Falling in Love Again


5:48 PM

Aunt Elner’s near-death experience had a profound and unexpected effect on Macky. Almost losing one person you love shines a bright spotlight on life, and suddenly strips you of everything but your real feelings. And after the close call with Aunt Elner, for the first time, Macky saw the true facts as clearly as if a fog had suddenly been lifted. He realized that what he had felt for Lois had never been real love. Not the deep-down-in-your-bones-and-marrow love he had for Norma. Lois had been an infatuation, an ego boost, a last grab at youth fantasy. Over the years Norma had become so much a part of him that he had almost forgotten that she was his whole life. What the hell had he been thinking, for one second to even seriously entertain the idea of going off with a stranger? He had come so dangerously close to wrecking his life. Some great act of fortune or luck or something had saved him. That afternoon Norma walked in the door, exactly as she had a thousand times, but this time he really saw her and she was as beautiful to him as she had been at eighteen.

“What are you looking at, Macky?” she said as she put the mail down on the hall table. “Are you sick?”
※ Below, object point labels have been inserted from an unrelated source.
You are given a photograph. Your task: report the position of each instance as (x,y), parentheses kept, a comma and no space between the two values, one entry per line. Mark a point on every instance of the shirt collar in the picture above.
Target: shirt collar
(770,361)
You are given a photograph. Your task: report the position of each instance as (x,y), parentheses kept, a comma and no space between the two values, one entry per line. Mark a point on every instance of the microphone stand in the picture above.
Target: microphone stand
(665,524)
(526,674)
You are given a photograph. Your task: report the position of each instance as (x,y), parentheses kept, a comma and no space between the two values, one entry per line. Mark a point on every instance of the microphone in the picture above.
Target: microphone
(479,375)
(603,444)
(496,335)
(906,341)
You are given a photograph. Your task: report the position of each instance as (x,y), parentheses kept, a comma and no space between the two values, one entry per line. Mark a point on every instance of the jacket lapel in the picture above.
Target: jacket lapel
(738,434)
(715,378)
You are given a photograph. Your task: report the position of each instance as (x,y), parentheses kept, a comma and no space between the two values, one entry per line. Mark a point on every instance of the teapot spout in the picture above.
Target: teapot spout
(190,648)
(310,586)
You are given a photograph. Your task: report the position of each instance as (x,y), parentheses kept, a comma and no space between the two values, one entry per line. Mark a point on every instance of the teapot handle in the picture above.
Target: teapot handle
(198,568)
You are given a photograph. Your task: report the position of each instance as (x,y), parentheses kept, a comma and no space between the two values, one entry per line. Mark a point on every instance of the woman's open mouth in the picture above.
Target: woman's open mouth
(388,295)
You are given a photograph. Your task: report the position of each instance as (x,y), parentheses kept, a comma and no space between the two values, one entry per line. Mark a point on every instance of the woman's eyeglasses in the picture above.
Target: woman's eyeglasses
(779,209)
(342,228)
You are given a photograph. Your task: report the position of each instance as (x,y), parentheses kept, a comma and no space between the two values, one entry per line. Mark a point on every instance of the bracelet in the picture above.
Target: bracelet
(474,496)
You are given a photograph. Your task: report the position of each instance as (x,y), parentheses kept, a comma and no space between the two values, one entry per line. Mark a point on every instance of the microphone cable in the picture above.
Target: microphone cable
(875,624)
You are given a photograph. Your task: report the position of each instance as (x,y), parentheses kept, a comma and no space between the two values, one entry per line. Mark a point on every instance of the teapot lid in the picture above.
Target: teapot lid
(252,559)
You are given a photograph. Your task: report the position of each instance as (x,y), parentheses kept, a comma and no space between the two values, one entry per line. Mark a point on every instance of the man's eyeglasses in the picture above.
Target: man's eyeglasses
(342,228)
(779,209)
“No,” he said. “Have I told you lately that I adore you?”

She put her purse down. “What?”

“Did you know that you are more beautiful than you ever were?”

“Me?”

“Yes, you.”

Norma looked at herself in the mirror. “Me? How could you think that, with my gray roots and wrinkles and old tired saggy body, and now these red things on my nose? I’ve just fallen into a heap.”

“Maybe so, but you’re my heap, and you don’t look old to me.”

Norma said, “Well, don’t ever get your glasses changed, because you are obviously losing your eyesight, because I look just like the wreck of the hespers.”

He laughed. “What are hespers?”

“I don’t know, but that’s what I look like.”

“Well, you look like a million bucks to me, and I just want you to know that you are and always will be the only girl for me.”

She walked over and put her hand to his forehead. “Macky, you’re not sick are you? Is something wrong and you’re not telling me?”

“No.”

“Have you been to Dr. Halling behind my back?”

“No, I’ve never felt better in my life. How about we pretend it’s Sunday?”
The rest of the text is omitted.